This is what I’m using now.  Besides Google Docs and WordPress more or less anything can and probably will change.

Mania

A lot of my life I was trying to achieve in some manic state.  You know, intensity. I would do n units of work, and n was always something close to the physcial maximum possible in a perfect day.

I’d say, “I’ll do these every day,” and it would be a 10-12 hour day.  I’d get initial results.

This would happen at the gym (losing the first 10 pounds is a well trodden trail for me).

This would happen at work (finding a sale when I need one is something I am good at).

This would happen at home: “Now we’re on a new, exhausting family plan.”

Problem is…you create something that’s barely possible, and then…

…you’re too sore to go back to the gym. You’ve got no time between finding clients to help them. You turn love into a to-do list.  It doesn’t work, long term to require as a condition of success the physcial maximum every day.

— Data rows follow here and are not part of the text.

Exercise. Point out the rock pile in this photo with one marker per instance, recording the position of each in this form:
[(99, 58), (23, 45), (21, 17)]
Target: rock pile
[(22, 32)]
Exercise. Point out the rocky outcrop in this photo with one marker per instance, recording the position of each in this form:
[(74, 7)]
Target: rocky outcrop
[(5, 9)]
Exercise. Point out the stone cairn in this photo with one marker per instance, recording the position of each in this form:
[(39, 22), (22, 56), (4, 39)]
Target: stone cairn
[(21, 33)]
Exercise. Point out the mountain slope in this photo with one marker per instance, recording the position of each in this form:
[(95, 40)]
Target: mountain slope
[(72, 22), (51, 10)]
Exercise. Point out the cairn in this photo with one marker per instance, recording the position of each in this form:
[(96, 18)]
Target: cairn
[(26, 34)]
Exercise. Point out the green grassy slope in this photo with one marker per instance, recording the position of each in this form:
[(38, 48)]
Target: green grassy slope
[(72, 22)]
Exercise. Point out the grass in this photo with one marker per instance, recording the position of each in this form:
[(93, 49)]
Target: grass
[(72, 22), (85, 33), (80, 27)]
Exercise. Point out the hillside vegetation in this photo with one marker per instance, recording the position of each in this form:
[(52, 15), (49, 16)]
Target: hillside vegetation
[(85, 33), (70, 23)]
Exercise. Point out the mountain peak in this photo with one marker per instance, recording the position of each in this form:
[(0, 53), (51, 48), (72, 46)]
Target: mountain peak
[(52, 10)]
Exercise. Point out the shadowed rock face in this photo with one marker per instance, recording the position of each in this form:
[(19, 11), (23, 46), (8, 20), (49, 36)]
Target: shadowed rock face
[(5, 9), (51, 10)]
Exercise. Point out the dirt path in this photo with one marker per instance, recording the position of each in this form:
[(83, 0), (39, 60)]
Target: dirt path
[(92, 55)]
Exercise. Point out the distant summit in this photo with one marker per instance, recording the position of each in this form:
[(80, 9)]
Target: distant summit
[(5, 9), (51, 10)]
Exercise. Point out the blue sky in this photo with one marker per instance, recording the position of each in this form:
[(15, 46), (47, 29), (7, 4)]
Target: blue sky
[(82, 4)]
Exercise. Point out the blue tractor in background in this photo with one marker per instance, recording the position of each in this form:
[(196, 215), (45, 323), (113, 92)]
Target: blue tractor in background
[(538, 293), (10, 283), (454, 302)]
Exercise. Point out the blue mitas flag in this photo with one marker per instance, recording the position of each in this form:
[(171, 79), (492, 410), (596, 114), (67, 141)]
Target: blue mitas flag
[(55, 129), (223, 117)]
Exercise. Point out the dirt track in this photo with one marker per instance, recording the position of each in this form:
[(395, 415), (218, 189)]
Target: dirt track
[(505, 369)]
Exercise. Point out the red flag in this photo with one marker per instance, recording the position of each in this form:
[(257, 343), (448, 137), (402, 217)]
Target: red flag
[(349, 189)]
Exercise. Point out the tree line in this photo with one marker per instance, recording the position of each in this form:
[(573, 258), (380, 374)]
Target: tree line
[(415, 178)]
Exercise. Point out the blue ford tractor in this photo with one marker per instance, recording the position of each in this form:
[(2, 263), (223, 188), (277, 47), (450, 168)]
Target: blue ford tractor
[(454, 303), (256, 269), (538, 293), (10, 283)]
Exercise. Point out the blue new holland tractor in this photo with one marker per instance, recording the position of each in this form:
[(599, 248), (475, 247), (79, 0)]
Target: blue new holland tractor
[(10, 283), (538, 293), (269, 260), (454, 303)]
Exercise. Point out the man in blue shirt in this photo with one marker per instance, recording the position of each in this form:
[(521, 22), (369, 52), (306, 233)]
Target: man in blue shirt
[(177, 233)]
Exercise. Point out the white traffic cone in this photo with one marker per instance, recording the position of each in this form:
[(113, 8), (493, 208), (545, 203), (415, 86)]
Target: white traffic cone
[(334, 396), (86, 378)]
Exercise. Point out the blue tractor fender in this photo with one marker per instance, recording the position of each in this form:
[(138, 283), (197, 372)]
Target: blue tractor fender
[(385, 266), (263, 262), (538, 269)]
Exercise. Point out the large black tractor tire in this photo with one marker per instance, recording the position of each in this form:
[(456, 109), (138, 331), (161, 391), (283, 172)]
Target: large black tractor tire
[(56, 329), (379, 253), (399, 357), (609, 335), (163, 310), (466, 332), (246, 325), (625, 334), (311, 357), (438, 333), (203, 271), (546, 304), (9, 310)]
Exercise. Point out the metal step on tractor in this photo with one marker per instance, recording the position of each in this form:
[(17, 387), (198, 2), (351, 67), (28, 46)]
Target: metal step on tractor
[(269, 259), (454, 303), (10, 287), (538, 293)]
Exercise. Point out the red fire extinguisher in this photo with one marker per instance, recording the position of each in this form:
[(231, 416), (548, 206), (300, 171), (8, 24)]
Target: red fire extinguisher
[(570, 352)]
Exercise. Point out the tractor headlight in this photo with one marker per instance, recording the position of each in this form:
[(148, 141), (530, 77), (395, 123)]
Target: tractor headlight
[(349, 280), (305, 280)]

The “doable better” is better than the “possible once.” It’s just hard because you don’t feel like you’re making progress when the progress is so modest.

 

Cultivate Gratitude

There is no better asset in my life than profound gratitude.

It makes absolutely everything better and easier.

Instead of “Having to invoice” you “get to make money and are happy this is all you have to do.”

Instead of “only getting to eat spinach salads,” you “get to eat at all.”

You get the gist.  And cultivating that has been one of the most joyful things I’ve done.